Marston's Fundamentals (MARS)

CC - 23 Jan 2019 13:47 - 311 of 315

I went to the AGM today. Not much to report that isn't in the trading update.

In relation to LFL sales, the Chairman said it's a balancing act between increasing sales and increasing margins. They are focused far more on margin than increasing sales right now.

There was a question on the floor about growth markets and whether Marstons are missing out:
1. What plans do they have for zero alcohol beer? (which they already sell and brew)
2. what plans do they have for Marijuana sales given that this has now been legalised in Canada as this would be a natural fit with drinking, smoking and alcohol?

CC - 24 Jan 2019 07:58 - 312 of 315

MARSTON’S Q1 CONFERENCE CALL:
Marston’s hosted a conference call following its update on trading to 19 January 2019 and our comments are set out below:
Trading:
• Says sales were ‘satisfactory’. This because margins are being held. Top line LfL sales are not up as much as some competitors.
• Cost mitigation targets are unchanged. MARS is in a slightly better position here as it has fewer units in London and certain city-centres than do some of its competitors.
• Will lower maintenance capex impact LfL sales? Understood but the new build pubs will need less attention & many of the disposals have been of units that require(d) more upkeep.
Balance Sheet & Debt:
• Why do this now? Uncertainty. This is worse than it was a year ago. Also, asked investors. The market has not been rewarding the previous policies over a sustained period of time.
• Group should enhance equity value by reducing debt. It will be clear that the co is not paying dividend out of debt.
• It is ‘prudent for debt reduction’ to take a greater precedence. Debt will be down £200m over the next four years with a held dividend.
• Debt should be ‘below 5x’ within the 5yrs under review.
• Sale & leaseback? Not likely to be any this FY.
• There will be reductions in the level of maintenance capex. The £25m reduction in new build means say 5 fewer new-build pubs and 3-4 pubs with lodges. There is still room for selective corporate activity.
• There are c100 pubs on the books at any one time that MARS is likely to be looking to sell.
• Pension benefits should be in the region of £5m p.a. post the group’s next triennial review
• The group is ‘looking at’ securitisation issues but, as the mark to market hit would be significant at present, this may only occur over time. Will move when the NPV is right.
• What EBITDA will be lost on the pubs to be sold? Perhaps £5m – but this will be mitigated by interest savings.
Langton Comment:
• Marston’s has updated further on its plans to cut debt by £200m over the next four years. The group confirms that it will hold its dividend at current levels.
• Trading is not easy, but Marston’s has a estate of well-managed and well-maintained, largely freehold properties. It is selling product that the consumer would like to buy at a price they are prepared to pay. Lodges, craft brewing and food (in the longer term) remain growth areas. Marston’s is a major brewer and has a large wet-led element to its estate and is well-placed to grow and to create further value for its shareholders.

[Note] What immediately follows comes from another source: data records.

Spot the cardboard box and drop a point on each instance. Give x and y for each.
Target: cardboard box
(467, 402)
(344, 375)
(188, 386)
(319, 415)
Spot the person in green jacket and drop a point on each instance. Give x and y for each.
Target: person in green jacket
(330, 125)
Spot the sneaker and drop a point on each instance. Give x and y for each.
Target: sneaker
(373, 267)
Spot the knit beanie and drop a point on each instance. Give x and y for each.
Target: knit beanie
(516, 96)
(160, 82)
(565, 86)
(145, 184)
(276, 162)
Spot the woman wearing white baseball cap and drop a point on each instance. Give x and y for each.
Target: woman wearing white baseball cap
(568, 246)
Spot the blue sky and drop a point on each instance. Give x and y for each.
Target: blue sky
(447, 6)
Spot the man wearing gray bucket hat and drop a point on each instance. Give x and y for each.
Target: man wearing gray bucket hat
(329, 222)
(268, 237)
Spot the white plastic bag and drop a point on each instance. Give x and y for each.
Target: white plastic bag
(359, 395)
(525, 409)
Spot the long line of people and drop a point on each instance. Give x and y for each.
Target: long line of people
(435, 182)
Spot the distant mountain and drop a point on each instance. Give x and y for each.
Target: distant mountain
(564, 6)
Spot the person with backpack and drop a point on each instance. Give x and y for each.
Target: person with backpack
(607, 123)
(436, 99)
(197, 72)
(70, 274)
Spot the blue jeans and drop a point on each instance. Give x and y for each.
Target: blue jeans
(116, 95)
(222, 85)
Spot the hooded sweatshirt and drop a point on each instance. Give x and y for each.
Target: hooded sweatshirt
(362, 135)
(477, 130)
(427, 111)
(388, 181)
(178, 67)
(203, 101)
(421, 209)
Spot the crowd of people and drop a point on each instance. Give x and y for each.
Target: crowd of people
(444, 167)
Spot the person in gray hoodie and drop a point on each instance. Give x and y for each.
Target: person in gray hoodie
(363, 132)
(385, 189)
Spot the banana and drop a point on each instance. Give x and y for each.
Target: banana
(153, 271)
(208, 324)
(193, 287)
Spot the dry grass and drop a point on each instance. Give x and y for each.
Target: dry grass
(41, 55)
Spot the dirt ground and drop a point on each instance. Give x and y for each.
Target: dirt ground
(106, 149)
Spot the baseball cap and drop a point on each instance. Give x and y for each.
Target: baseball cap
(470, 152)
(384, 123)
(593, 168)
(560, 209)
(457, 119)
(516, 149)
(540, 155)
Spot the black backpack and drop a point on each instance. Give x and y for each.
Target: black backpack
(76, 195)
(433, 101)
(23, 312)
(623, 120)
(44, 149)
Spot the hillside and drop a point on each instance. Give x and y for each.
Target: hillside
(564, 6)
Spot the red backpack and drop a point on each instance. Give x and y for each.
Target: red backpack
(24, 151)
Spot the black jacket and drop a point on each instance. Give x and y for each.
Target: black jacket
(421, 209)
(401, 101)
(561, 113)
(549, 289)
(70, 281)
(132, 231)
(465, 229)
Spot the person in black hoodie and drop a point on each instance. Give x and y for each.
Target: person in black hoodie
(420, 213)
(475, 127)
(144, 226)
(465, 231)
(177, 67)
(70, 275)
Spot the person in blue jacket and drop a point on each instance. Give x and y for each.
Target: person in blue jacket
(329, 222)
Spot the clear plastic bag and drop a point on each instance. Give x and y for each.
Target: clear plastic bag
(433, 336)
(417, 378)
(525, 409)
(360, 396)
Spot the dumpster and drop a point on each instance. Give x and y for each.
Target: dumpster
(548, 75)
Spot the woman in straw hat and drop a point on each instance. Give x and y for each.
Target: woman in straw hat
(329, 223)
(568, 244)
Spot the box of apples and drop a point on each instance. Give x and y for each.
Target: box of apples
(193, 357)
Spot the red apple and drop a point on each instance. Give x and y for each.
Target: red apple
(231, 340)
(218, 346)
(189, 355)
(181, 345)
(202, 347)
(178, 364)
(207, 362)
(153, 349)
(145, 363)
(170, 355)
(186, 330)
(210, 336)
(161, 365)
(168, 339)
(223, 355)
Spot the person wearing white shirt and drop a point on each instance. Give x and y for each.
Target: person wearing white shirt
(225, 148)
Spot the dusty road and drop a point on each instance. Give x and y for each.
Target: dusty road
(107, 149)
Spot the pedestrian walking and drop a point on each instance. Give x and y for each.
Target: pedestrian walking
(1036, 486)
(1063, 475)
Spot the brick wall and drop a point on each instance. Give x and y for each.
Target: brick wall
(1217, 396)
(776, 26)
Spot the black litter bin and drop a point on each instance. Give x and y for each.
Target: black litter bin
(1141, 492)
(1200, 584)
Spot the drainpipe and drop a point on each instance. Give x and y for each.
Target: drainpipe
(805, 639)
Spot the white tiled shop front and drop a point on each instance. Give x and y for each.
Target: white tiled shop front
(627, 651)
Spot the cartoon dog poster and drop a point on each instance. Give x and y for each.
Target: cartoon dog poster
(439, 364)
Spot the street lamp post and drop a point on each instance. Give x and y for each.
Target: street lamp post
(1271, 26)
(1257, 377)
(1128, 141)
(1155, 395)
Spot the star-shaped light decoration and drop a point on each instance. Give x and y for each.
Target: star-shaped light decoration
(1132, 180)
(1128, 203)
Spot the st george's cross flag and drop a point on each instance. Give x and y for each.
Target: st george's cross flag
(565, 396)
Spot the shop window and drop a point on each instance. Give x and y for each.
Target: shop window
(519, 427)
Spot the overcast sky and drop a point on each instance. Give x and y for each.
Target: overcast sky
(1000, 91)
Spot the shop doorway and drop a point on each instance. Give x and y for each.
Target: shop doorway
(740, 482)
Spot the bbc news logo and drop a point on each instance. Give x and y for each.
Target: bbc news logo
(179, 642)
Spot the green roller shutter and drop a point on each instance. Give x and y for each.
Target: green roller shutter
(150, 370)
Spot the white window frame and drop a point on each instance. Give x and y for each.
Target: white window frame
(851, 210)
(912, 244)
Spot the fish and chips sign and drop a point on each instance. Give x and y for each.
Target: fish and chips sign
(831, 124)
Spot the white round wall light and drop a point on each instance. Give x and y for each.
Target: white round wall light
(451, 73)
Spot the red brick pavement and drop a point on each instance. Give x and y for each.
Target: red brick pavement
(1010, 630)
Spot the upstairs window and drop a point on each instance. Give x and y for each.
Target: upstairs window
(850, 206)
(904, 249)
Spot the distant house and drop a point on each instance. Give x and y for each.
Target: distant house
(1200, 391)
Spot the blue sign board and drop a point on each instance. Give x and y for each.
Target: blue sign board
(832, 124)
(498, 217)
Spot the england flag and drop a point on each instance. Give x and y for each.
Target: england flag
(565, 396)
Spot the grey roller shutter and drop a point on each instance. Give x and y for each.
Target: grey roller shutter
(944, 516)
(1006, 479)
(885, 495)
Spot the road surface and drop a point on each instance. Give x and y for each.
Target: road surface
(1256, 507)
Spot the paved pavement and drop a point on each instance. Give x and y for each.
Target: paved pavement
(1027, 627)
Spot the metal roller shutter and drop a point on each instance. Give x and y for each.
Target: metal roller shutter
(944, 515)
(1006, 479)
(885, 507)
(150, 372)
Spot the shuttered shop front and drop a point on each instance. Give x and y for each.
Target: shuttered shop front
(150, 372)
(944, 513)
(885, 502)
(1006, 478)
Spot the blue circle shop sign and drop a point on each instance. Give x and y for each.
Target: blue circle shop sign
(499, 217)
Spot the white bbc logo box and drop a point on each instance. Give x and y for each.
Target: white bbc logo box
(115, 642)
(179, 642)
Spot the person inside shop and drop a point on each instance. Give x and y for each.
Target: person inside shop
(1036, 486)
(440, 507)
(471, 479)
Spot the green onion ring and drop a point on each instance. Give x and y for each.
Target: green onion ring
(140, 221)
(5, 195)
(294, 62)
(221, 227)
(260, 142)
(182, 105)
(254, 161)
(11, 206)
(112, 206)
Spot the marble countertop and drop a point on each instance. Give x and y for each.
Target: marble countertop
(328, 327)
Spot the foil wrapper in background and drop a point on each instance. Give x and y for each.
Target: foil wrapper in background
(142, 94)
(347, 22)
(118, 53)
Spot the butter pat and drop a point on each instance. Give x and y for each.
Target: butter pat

skinny - 24 Jan 2019 11:09 - 313 of 315

Result of AGM.

2517GEORGE - 24 Jan 2019 15:19 - 314 of 315

An ok trading update and the sooner the debt levels are reduced the better, if £80m/£90m can be achieved through property sales then the balance does not look too onerous. Having debt twice their market cap doesn't seem right even if they have an estate of freehold properties.

CC - 25 Jan 2019 08:23 - 315 of 315

• Fuller, Smith & Turner is to sell its beer business to Asahi.
• The company says it has ‘entered into an agreement for the sale of its entire beer business to Asahi Europe Ltd…for an enterprise value of £250 million on a debt free, cash free basis.’

FSTA up 21% and would appear to suggest MARS deserves a re-rating.